Methods: We extracted retrospective data i.e., clinical, mammogram reports, and biopsy data, from electronic medical records across Houston Methodist's nine hospitals for patients who underwent diagnostic examinations using both modalities (02/01/2015 - 09/30/2020). 2D and DBT cohorts were not intra-individual matched, and there was no direct mammogram evaluation. Using Student's t test, Fisher's exact test, and Chi-squared test, we evaluated the data to determine statistical significance of differences between modalities in BI-RADS 4 cases. We calculated adjusted odds-ratio between modalities for cancer detection rate (CDR) and biopsy-derived positive predictive value (PPV3).

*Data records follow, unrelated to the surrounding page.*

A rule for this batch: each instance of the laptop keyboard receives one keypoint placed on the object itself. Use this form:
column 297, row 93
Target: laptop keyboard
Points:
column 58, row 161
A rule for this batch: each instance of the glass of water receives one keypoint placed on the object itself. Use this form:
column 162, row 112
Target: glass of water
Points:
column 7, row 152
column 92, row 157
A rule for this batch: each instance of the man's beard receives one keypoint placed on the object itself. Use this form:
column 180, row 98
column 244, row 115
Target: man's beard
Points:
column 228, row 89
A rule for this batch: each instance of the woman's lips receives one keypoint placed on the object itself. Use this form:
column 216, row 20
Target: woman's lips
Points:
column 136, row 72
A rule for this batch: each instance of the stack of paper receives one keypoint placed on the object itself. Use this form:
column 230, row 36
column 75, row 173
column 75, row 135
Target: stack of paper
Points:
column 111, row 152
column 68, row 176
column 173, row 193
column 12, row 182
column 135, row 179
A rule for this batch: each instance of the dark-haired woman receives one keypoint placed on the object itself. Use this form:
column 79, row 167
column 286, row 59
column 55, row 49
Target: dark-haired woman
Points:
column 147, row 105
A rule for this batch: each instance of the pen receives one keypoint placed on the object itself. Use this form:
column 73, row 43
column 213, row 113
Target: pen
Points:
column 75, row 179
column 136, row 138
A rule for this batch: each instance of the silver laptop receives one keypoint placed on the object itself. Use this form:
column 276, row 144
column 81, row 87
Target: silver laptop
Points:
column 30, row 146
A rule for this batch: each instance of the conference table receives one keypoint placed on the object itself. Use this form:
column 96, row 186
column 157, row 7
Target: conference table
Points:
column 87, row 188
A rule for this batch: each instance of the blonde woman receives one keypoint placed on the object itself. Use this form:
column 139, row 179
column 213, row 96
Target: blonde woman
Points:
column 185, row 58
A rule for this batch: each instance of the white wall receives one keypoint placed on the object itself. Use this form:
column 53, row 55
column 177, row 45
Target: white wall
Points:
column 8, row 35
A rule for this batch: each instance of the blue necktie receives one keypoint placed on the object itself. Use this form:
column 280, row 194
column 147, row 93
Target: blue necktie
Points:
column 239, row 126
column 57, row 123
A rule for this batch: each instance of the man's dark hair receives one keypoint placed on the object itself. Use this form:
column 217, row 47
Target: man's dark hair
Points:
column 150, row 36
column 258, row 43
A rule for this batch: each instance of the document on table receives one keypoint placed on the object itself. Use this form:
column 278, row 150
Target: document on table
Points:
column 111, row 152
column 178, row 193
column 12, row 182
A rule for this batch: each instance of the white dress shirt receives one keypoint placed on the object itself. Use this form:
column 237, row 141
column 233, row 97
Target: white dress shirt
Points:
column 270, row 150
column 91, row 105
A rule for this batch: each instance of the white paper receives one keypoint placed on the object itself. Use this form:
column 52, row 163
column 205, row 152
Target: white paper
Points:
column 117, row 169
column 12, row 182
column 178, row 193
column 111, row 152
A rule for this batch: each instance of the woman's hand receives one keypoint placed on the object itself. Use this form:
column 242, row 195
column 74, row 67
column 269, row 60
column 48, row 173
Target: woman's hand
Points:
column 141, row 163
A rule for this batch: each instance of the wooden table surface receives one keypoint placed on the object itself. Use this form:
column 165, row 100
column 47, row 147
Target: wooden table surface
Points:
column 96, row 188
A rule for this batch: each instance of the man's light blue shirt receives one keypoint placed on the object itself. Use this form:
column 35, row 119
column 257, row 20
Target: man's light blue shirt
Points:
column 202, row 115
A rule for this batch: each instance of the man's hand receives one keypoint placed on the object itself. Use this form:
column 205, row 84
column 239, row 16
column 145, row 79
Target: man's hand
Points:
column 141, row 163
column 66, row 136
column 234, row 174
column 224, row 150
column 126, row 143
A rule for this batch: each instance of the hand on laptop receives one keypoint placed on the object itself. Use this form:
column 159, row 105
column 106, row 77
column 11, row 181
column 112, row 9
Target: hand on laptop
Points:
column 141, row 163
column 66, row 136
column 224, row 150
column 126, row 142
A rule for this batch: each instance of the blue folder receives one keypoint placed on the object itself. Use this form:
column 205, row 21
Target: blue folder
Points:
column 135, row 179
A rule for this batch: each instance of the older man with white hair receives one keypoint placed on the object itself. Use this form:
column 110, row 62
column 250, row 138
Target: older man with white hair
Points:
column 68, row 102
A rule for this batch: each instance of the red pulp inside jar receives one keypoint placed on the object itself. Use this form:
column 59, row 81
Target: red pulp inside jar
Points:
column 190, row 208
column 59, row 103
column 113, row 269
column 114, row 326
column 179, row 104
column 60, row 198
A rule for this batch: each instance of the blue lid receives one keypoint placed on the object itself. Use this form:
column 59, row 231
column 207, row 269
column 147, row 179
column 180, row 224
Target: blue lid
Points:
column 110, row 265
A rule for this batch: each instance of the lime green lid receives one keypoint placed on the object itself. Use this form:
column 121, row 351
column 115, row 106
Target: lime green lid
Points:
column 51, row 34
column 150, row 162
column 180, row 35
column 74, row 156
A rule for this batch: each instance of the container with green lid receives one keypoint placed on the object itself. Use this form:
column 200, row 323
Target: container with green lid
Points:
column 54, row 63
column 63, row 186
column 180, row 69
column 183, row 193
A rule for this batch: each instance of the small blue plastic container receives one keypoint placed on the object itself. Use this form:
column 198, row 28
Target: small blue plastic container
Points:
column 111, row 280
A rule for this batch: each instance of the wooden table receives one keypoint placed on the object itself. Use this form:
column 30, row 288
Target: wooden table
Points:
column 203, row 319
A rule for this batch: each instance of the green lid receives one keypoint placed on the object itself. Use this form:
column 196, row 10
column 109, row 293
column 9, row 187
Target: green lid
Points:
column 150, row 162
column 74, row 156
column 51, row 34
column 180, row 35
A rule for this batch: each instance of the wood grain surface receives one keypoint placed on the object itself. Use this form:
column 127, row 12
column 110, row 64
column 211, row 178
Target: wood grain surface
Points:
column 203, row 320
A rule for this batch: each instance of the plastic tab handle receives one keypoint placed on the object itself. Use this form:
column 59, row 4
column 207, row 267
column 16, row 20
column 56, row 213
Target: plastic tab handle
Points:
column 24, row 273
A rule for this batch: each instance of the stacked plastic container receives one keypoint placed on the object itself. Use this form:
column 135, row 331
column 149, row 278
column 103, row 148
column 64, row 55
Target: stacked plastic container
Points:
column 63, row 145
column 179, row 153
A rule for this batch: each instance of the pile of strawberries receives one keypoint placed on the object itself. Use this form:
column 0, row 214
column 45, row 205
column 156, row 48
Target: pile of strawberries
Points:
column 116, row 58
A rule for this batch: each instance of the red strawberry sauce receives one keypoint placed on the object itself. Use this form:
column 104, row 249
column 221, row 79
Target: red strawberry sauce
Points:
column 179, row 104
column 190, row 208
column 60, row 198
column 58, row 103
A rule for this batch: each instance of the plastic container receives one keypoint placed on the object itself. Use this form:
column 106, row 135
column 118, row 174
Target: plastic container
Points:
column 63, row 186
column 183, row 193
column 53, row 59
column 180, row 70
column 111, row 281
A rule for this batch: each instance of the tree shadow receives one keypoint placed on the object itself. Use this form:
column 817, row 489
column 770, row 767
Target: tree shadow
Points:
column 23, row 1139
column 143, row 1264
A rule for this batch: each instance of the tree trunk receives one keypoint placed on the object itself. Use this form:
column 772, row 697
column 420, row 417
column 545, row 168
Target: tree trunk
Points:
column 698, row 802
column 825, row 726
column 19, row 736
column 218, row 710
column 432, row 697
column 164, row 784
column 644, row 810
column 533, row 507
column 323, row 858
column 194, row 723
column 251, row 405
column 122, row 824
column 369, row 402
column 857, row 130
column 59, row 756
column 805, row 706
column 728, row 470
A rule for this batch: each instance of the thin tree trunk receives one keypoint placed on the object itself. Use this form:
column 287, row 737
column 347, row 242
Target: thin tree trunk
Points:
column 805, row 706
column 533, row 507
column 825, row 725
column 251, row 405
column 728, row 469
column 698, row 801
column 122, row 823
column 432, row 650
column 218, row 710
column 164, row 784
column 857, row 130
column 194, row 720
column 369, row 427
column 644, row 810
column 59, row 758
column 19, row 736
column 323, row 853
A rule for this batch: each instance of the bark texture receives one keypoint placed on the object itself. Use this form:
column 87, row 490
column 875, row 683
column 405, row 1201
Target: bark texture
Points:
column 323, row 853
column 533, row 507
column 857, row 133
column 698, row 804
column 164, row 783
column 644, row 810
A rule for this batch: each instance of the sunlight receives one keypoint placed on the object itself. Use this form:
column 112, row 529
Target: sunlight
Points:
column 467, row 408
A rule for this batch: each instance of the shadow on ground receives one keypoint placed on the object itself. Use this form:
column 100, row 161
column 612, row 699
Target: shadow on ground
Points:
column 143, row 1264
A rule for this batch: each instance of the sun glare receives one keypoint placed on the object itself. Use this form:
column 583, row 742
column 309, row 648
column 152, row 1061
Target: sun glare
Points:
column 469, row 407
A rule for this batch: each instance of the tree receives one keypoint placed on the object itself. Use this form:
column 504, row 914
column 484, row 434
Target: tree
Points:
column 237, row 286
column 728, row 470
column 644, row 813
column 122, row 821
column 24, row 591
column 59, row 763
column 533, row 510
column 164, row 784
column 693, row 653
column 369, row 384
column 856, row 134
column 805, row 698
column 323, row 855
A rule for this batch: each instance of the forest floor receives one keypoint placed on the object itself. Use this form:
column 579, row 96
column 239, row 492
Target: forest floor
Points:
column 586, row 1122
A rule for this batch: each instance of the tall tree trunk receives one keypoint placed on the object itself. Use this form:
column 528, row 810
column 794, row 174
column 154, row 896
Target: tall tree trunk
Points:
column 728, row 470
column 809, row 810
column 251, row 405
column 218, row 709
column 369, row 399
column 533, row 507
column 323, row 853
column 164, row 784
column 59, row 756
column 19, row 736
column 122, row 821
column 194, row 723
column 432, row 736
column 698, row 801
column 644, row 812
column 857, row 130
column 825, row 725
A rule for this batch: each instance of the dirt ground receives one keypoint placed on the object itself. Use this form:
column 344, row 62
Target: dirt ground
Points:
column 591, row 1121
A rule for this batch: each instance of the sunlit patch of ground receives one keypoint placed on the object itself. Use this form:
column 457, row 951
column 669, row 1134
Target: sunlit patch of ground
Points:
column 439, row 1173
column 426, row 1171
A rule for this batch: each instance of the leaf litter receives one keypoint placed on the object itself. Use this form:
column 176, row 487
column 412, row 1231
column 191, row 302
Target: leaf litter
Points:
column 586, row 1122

Results: There were 6,356 encounters (6,020 patients) in 2D and 5,896 encounters (5,637 patients) in DBT assessed as BI-RADS 4. Using Fisher's exact test, DBT mammography cases were significantly assessed as BI-RADS 4 5.66% more often than those undergoing 2D mammography, P = 0.0046 (1.0566 95% CI: 1.0169-1.0977). The CDRs were 112.65 (2D) and 120.76 (DBT), adjusted odds-ratio: 1.04 (0.93, 1.16)), P = 0.5029, while PPV3 were 14.41% (2D) and 15.99% (DBT), adjusted odds-ratio: 1.09 (0.97, 1.22), P = 0.1483; both logistic regression-adjusted for all other factors.
Conclusion: DBT did not achieve better performance and sensitivity in assigning BI-RADS 4 cases compared with 2D, showed no significant advantage in CDR and PPV3, and does not reduce false-positive biopsies among BI-RADS 4-assessed patients.